Go for it. Nothing is stopping you from doing that. It's just people will think you're a weirdo for doing it.
I'm not a lawyer, but as far as I understand in USA it would be a crime in about half of states.
Do you own curtains?
Yes, I do, but I don't find them relevant here. Suing you for breaching my privacy is completely independent from the fact that if you caught me lying to you by peeking through the curtains, I'd only have myself to blame.
Spoken like somebody in a privileged position of not having anything that they believe must remain hidden.

Me spying on you while you are in your home would be illegal, because you deserve some baseline privacy. Me tracking you around town should similarly be illegal.

You "blaming yourself" if I illegally violate your privacy is nothing but senseless and shameless victim blaming.

It wasn't clear that there was an affair happening.
I don't know.
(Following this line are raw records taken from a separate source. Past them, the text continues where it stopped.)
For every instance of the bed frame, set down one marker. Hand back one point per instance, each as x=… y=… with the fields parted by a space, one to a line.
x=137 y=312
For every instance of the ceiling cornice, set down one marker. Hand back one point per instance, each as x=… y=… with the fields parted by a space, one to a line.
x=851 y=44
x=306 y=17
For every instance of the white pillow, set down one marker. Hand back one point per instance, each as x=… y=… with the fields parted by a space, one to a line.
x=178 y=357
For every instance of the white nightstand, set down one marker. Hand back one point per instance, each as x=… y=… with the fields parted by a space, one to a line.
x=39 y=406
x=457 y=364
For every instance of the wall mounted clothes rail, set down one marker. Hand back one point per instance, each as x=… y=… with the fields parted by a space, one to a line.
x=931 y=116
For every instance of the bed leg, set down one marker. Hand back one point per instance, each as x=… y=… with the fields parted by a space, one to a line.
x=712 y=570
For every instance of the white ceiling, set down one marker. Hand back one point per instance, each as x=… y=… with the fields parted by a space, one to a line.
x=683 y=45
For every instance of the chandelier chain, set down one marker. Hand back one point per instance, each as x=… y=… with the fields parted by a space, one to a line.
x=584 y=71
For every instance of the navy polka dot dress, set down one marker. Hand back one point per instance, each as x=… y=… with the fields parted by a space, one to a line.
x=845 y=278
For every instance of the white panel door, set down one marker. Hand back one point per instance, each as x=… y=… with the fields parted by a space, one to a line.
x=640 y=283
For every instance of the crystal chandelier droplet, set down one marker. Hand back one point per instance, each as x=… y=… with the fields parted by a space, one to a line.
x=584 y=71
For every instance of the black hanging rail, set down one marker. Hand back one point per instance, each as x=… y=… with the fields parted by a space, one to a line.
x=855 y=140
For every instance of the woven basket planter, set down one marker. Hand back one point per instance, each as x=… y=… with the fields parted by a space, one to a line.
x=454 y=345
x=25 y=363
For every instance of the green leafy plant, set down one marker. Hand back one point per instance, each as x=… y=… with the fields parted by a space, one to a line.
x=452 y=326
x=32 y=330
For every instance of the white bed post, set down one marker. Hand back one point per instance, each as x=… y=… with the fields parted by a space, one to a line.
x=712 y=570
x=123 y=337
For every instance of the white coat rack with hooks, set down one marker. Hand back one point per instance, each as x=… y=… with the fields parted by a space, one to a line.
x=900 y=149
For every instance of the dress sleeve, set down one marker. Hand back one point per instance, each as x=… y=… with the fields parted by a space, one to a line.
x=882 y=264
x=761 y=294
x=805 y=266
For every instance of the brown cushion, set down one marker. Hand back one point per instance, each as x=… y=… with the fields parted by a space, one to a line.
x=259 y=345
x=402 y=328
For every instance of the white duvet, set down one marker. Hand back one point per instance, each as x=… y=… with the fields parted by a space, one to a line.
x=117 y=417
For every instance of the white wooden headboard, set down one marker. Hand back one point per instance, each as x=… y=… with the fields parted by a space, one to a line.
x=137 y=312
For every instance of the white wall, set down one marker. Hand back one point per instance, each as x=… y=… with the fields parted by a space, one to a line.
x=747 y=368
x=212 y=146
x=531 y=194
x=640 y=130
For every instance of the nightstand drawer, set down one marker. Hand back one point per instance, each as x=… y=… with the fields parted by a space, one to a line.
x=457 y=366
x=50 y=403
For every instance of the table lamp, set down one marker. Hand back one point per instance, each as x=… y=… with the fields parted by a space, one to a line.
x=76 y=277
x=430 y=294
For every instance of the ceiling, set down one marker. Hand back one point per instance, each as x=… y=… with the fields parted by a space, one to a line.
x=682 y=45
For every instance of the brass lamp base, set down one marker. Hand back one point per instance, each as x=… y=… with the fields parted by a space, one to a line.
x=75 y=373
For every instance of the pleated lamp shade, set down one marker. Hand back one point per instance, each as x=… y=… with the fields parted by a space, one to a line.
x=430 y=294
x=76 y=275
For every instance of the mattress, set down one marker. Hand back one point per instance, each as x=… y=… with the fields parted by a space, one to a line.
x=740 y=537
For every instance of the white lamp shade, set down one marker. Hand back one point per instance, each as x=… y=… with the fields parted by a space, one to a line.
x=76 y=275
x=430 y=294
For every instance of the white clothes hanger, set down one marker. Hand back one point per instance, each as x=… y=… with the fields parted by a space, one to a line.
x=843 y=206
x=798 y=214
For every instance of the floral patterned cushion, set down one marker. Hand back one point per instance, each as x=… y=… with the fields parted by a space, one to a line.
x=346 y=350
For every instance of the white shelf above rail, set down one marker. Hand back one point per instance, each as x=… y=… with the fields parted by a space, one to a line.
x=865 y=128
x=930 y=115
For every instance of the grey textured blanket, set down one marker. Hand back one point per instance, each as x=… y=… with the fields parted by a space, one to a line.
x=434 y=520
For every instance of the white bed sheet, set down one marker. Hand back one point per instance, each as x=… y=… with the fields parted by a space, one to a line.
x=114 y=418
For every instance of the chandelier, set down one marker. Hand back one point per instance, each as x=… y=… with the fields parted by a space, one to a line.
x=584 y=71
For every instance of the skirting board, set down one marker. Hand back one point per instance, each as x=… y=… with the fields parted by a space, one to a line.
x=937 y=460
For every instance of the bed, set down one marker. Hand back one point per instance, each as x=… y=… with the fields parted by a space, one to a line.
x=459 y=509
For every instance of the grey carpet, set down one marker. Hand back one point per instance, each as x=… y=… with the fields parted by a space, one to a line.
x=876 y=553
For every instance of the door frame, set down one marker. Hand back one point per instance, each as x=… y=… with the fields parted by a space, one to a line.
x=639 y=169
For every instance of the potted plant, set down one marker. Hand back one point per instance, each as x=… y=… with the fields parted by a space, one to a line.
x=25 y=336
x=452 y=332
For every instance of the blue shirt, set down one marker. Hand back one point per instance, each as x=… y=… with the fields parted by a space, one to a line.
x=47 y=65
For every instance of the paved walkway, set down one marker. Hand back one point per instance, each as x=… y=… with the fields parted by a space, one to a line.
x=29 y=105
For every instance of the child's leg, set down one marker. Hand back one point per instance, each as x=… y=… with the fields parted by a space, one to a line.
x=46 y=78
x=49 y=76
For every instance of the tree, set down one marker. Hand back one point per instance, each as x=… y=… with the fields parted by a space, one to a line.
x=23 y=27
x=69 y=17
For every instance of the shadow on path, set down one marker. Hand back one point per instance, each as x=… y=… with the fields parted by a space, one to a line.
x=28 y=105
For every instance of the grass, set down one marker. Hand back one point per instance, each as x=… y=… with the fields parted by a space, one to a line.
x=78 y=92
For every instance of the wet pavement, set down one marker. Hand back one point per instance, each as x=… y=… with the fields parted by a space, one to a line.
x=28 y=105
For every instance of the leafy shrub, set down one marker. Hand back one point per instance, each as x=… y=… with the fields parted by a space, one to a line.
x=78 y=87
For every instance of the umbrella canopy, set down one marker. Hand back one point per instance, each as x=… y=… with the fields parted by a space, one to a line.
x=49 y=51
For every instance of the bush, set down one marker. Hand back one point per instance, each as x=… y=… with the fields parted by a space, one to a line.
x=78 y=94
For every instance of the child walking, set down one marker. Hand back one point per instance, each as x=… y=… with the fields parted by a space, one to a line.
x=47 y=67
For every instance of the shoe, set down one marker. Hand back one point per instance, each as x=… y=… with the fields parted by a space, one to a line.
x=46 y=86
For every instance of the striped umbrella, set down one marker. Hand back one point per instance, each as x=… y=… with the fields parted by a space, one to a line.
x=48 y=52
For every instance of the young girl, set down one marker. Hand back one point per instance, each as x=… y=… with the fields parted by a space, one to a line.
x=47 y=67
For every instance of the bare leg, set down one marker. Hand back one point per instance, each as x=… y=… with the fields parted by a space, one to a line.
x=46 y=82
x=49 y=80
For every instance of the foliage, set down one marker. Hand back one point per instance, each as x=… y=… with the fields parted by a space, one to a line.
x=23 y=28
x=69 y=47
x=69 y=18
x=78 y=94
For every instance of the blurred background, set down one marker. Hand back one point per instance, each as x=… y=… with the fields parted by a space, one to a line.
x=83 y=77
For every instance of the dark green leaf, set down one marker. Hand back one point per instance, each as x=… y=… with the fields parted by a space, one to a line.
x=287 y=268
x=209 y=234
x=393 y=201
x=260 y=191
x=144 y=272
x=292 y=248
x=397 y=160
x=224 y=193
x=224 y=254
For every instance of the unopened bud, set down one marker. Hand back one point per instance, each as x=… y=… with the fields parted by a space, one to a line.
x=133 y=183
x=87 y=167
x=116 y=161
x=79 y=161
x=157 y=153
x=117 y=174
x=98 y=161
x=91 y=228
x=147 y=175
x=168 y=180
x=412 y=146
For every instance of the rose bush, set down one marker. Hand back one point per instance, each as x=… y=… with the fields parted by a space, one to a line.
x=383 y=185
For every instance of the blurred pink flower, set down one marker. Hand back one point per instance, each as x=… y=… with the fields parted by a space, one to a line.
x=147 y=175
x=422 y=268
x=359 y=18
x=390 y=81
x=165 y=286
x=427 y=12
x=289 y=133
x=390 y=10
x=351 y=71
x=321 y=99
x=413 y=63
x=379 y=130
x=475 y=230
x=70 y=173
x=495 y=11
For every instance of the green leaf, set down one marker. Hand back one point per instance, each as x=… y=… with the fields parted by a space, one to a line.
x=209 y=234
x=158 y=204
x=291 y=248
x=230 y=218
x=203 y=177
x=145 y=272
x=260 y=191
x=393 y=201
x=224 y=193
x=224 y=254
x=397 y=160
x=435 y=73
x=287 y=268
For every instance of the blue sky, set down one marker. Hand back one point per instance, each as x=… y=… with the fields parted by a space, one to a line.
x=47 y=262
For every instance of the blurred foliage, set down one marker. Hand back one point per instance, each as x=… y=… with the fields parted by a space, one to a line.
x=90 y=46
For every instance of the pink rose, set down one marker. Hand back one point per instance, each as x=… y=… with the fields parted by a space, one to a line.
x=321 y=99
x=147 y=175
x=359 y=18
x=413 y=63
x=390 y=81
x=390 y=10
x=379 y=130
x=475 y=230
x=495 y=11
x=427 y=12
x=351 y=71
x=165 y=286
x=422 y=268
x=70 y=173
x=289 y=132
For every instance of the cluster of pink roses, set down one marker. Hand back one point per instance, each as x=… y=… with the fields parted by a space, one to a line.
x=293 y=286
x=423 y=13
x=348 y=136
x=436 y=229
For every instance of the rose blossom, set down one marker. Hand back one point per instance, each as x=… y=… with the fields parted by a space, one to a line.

People are unlikely to remember the license plate (unless it strikes an obvious pattern) but a person who was so inclined could write numbers down manually and store them indefinitely a bit like a CPU with no storage mechanism simply would hold the data in volatile memory... unless we plug in a hard drive.
I'm imagining a future where most cameras have Street View style blurring in their hardware. Where vintage digital cameras are sought after and illicit manufacturers produce unauthorised copies with the feature disabled.
I have a picture of my cars license plate in my phone for convenient access. Furthermore, if I am ever in a fender bender I want to have the ability to photograph everything, with license plates unblurred.